Just as this is a vital, paramount issue, it is also thorny and complicated, touching many nerves. And it became an all-too-real issue at the college when, late last semester, some students ended up not feeling safe on campus at all and stayed away.
This happened after there were headline-grabbing protests on campus, leading to the dean of students resigning after writing in an email about students “who don’t fit the CMC mold.” Apparently, according to the Los Angeles Times at the time, there was a backlash, with snarky comments and also threats made on social media against the protesting students, driving some of them off campus.
As if the situation wasn’t bad enough before the protests.
No doubt about it: there are tough questions to ask and hard work to be done at CMC, and now is the time. As shocking as the student’s question about the college’s culture may have been, it was no more shocking than students feeling they couldn’t be on campus.
The panelists made it clear that it was why they were there that evening—to urge that the tough questions be asked and the hard work get started. It was also part of the message brought by Randall Kennedy to the Athenaeum a week or so later.
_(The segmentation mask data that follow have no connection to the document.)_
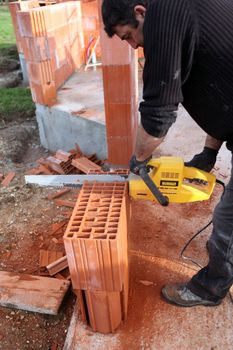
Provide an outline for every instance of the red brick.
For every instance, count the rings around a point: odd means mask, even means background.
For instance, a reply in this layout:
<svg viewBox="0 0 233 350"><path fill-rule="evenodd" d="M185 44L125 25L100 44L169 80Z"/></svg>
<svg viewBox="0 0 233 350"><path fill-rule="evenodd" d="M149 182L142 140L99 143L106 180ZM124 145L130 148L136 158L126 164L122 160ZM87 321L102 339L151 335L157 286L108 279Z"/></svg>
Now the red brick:
<svg viewBox="0 0 233 350"><path fill-rule="evenodd" d="M109 162L118 165L128 165L133 155L135 140L135 138L127 136L107 137Z"/></svg>
<svg viewBox="0 0 233 350"><path fill-rule="evenodd" d="M83 186L64 235L74 289L122 290L127 207L127 183Z"/></svg>
<svg viewBox="0 0 233 350"><path fill-rule="evenodd" d="M63 199L54 199L54 203L58 206L65 206L69 208L74 208L75 202L65 201Z"/></svg>
<svg viewBox="0 0 233 350"><path fill-rule="evenodd" d="M72 165L77 168L78 170L81 170L83 173L88 174L90 170L101 170L101 167L86 157L80 157L78 159L72 160Z"/></svg>
<svg viewBox="0 0 233 350"><path fill-rule="evenodd" d="M70 188L64 188L63 190L60 190L60 191L57 191L55 193L49 194L47 198L49 200L52 200L52 199L61 197L61 196L63 196L63 194L70 192L70 190L71 190Z"/></svg>
<svg viewBox="0 0 233 350"><path fill-rule="evenodd" d="M7 187L10 182L13 180L13 178L15 177L15 172L10 172L9 174L7 174L4 178L4 180L2 181L1 185L4 187Z"/></svg>
<svg viewBox="0 0 233 350"><path fill-rule="evenodd" d="M58 89L64 82L73 74L74 67L70 63L66 63L63 66L57 68L54 71L55 84Z"/></svg>
<svg viewBox="0 0 233 350"><path fill-rule="evenodd" d="M112 333L123 319L120 292L85 291L90 325L95 332Z"/></svg>
<svg viewBox="0 0 233 350"><path fill-rule="evenodd" d="M56 102L57 91L55 83L40 84L30 81L32 99L36 103L52 106Z"/></svg>
<svg viewBox="0 0 233 350"><path fill-rule="evenodd" d="M131 82L131 66L103 66L105 100L111 103L131 103L134 82Z"/></svg>
<svg viewBox="0 0 233 350"><path fill-rule="evenodd" d="M56 252L54 250L40 250L40 267L46 267L54 261L62 258L62 252Z"/></svg>
<svg viewBox="0 0 233 350"><path fill-rule="evenodd" d="M28 62L27 71L29 80L35 83L49 84L54 81L51 61Z"/></svg>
The Harvard Law School professor, who clerked for US Supreme Court Justice Thurgood Marshall and has written on race relations, spoke primarily about how the concept of race tends to be dealt with in two ways in this country. Some people advocate that race should be more or less ignored, that we should be a colorblind society, while others say we should not only acknowledge race but celebrate it, as in a mixed salad or a mosaic.
He also said there are people, like his own father and Malcolm X, who posit that that the different races will never get along in this country. Mr. Kennedy emphasized that others—like Frederic Douglas, Martin Luther King, President Obama and himself—have maintained that true racial harmony in this country is possible. It is also important, Mr. Kennedy concluded, that as part of their education as productive members of society and leaders, students speak up and take action when they see that these issues can be dealt with in a better way.
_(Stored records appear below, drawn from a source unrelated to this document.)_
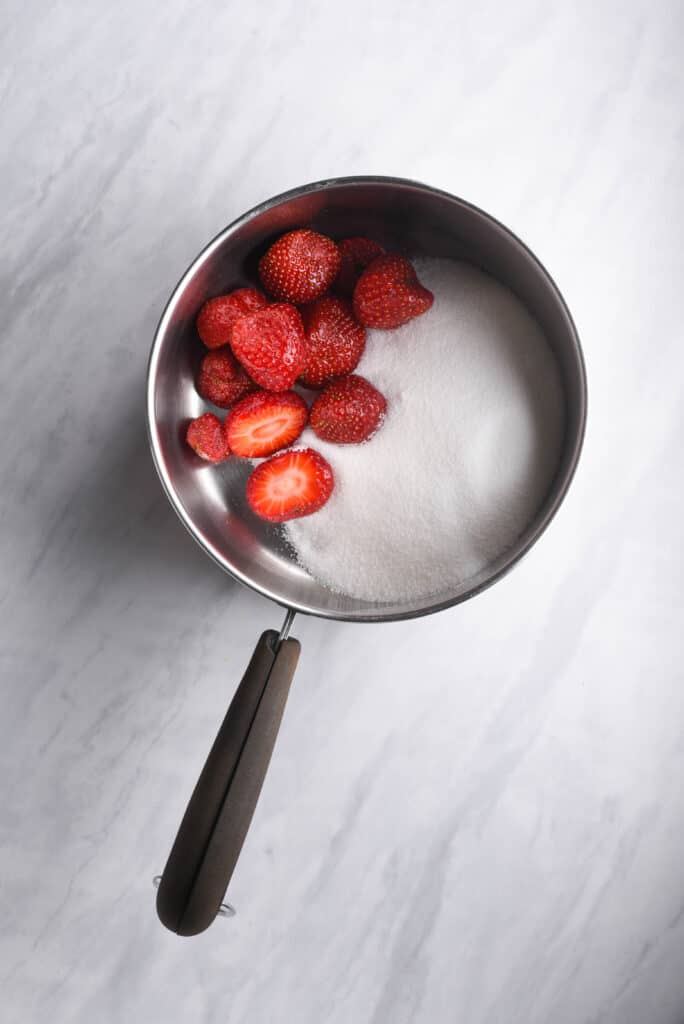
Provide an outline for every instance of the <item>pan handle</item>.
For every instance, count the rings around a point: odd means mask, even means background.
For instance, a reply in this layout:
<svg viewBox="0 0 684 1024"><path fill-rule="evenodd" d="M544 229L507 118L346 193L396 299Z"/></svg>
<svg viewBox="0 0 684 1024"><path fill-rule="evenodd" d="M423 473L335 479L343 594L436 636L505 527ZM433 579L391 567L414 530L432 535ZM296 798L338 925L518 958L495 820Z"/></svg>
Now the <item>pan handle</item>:
<svg viewBox="0 0 684 1024"><path fill-rule="evenodd" d="M190 797L157 892L157 914L178 935L197 935L221 908L266 775L299 641L262 633Z"/></svg>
Michael S. Roth, the president of Wesleyan University who previously taught humanities at Scripps, had the same message when he spoke last week at the Ath on the value of a liberal education. He pointed out that one of the principle purposes of a liberal education was to instigate, encourage and provoke students to question, challenge and, if needed, take action in relation to what they see or are presented with. As Mr. Roth elucidated, this is the fourth and culminating value of a liberal education—as the student is liberated and animated by new knowledge, he or she can come together with others who are liberated and animated to cooperate.
A few evenings before, the Athenaeum hosted Ravi Aysola, a 1996 graduate of CMC. The UCLA assistant professor of medicine and physician specializing in pulmonary and sleep medicine had a particularly provocative and challenging message. He talked about being at the college when he was disabled, recovering from a major illness, and befriending a classmate who had mental health issues and ultimately committed suicide. He described how this experience at CMC, which is “not known for being compassionate,” made him a better doctor.
It certainly does sound like something is happening on the CMC campus. Hopefully, it’s more than a song and some nice, or not-so-nice, after-dinner talks and discussions.